El golpe de Estado en contra del proyecto socialista chileno encarnado en la figura del presidente Salvador Allende, cumplió 50 años este 11 de septiembre, sin que hasta la fecha se haya escuchado en la capital del imperio ni una sola voz oficial aceptando la responsabilidad de la Casa Blanca en este hecho en el que se desataron los demonios del fascismo.
Todo lo contrario. La trama sangrienta que dio al traste con el gobierno de la Unidad Popular y sentó en el Palacio de la Moneda al general Augusto Pinochet durante 17 años de oprobio, contó con la bendición primero del presidente estadounidense Richard Nixon, antes incluso de ejecutada la traición, y luego de consumado el crimen, el militar citado fue aceptado como aliado natural por todos sus sucesores republicanos y demócratas y por potencias occidentales como la Inglaterra de Margaret Tatcher.
Para ese momento ya Uruguay estaba bajo la bota de una junta militar subordinada a Washington en junio de 1973. Apenas meses después cayó Chile. Y más tarde, Argentina en 1976. Todo el cono sur de nuestro continente quedó bajo la sombra del Plan Cóndor en el que la represión cruzaba fronteras con toda impunidad. Porque antes de que sucedieran los gorilazos en las naciones antes mencionadas, ya Paraguay (1954) y Brasil (1964) estaban en manos de militares formados para defender los intereses del capital extranjero, sus empresas y como ñapa, el de las élites criollas que, en cada nación, operaron como agentes desestabilizadores y promotores del caos económico, político y social, ante cualquier proceso que apuntara hacia la justicia social.

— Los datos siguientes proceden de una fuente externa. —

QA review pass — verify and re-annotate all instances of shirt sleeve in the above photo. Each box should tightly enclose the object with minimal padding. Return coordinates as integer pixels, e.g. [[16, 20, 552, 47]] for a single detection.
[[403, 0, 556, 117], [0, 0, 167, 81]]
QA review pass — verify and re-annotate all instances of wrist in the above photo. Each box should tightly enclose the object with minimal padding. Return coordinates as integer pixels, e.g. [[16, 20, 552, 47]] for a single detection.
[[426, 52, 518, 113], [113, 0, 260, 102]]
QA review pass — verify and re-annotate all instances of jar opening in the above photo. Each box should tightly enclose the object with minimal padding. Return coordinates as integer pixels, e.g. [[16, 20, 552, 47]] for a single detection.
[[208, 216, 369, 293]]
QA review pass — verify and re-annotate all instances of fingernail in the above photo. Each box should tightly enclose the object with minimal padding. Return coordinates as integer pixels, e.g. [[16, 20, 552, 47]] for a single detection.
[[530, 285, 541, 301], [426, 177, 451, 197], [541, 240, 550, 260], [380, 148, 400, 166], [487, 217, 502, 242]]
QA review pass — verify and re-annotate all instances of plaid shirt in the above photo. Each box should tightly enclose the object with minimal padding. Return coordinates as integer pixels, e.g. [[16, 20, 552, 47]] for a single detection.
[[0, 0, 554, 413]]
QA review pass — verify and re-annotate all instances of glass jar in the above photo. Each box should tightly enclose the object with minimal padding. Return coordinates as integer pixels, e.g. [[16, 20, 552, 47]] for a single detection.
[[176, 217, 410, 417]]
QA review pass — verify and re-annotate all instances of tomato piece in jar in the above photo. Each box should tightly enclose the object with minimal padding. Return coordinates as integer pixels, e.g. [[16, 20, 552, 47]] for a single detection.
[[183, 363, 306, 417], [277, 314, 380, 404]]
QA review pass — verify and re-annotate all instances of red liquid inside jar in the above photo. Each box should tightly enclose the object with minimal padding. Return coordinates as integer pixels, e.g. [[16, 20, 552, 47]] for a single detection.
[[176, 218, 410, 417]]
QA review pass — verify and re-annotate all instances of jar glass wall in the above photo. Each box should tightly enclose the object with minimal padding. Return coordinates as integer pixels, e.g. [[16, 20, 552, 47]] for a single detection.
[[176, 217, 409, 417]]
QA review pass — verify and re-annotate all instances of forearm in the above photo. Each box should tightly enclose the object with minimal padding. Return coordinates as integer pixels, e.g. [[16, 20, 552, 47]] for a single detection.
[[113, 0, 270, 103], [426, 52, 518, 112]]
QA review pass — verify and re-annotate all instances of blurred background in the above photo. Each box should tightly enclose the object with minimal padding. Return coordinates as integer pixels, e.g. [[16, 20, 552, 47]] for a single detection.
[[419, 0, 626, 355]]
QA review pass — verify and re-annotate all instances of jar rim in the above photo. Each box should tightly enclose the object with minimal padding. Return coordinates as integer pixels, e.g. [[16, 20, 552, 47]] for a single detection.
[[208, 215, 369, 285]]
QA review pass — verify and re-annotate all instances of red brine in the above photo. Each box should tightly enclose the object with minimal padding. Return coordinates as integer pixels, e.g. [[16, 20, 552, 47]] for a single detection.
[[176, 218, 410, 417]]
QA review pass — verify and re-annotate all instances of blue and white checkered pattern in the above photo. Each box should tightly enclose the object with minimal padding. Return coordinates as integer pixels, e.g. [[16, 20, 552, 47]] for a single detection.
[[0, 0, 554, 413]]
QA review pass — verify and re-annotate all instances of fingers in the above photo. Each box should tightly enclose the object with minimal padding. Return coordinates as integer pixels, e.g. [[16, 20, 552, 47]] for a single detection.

Luego de tanto tiempo abundan las historias documentadas, testimonios y evidencias de muertes, violaciones de derechos humanos, terrorismo de Estado, secuestros, desapariciones, robo de bebés.
No obstante, 50 años después del bombardeo y asalto a La Moneda el fascismo que niega tales hecho sobrevive sea latente en sectores que pocas veces se hacen visibles o al contrario alza la voz sin ninguna clase de filtros como, por ejemplo, es el caso de Javier Milei en Argentina o José Antonio Kast en Chile.
Ante ese peligro nunca hay que bajar la guardia.